Era uno spettacolo nuovo, incredibile finanche.

E’ questo uno dei momenti di maggiore astrazione figurativa del paesaggismo urbano di Suppressa, riflesso di un’ideologia negativa delle cose della storia, geometria vuota e bianca intorno a superstiti immagini annerite del passato, che contraddistingue la sua pittura di evocazione storica; se non proprio ricorrenza di quei levigatissimi fossili e legni deposti a riva dal mare, ricercati dall’artista per attingervi o ridestarvi estremi segni umani.

Si alternano, inoltre, all’antico confine di Porta Napoli, tra città e campagna, fantastiche rappresentazioni del passato e del presente. Procedimenti analogici collegano, dentro il recinto della lapide ai Caduti di Dogali, un’agave macabra e decomposti oggetti di rifiuto con massacri e morti di italiani in Africa; e la vista storicamente affascinata e divertita “intravede” nei bassorilievi dell’obelisco a Ferdinando I di Borbone fasti e trionfi d’ancien régime:

bandiere con aste dorate, pennacchi, nappe di velluto, fastose fanfare, ricche uniformi dai complicati alamari, cavalli con le criniere sciolte e i denti scoperti dal morso...

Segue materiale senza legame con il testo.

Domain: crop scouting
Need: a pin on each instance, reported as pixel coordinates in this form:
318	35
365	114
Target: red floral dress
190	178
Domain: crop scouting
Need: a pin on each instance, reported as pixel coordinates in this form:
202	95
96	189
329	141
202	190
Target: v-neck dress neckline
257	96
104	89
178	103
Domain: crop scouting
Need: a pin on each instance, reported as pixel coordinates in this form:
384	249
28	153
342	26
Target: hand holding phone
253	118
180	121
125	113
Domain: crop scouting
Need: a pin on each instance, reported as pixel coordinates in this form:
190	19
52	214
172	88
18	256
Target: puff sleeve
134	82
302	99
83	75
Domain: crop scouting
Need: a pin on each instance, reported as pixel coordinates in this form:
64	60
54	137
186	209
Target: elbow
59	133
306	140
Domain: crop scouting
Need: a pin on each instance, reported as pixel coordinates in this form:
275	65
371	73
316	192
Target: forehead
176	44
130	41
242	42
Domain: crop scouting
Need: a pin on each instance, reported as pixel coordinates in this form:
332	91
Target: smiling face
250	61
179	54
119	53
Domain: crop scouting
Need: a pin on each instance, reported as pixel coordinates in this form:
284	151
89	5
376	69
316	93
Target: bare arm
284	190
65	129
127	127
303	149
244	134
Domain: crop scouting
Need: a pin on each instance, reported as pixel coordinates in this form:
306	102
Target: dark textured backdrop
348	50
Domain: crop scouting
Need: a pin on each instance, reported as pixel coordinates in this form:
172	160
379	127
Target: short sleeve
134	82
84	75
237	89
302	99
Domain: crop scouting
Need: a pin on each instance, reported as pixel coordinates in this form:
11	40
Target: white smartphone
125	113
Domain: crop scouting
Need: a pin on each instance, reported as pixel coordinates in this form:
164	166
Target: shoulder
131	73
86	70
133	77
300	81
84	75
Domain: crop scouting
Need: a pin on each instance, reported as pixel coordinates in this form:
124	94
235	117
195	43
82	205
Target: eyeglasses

mentre le figure del carrettiere e dei caprai rievocano natura e vita primordiali, in «simbiosi perfetta» con spazi e tempi della «nobile Città». In ogni caso è attiva una prima lingua d’invenzione pittorica, così nell’oggettualismo caotico e policromo del costume storico, come nel vitalismo espressionistico della figura del carrettiere, tipica del Suppressa pittore:

Passò invece ben vivo un carro dalle ruote enormi tirato da un superbo cavallo, con su ritto il carrettiere, gonfio di vino per vincere la pioggia, che cantava a voce spiegata una canzone oscena, presa a prestito da un aedo popolare assai noto, e che diceva della donna che quando invecchia perde ogni virtù, che i peli le si arricciano sul ventre, e la chitarra non le suona più. Un canto, per i tempi che correvano, ben più vistoso di un vessillo sovversivo, provocatorio, una sfida che usciva da un corpo stracarico di energia, che sconfiggeva i putridi umori suoi e altrui.
Con l’acqua i caprai avrebbero ritardato il loro giro per la vecchia Città. Passavano col loro gregge due volte al giorno, mattino e pomeriggio e s’annunziavano col suono di un campanaccio legato al collo della capra capinfila. Il latte era schiumoso nei recipienti quando veniva tirato dalle mammelle con abili mani.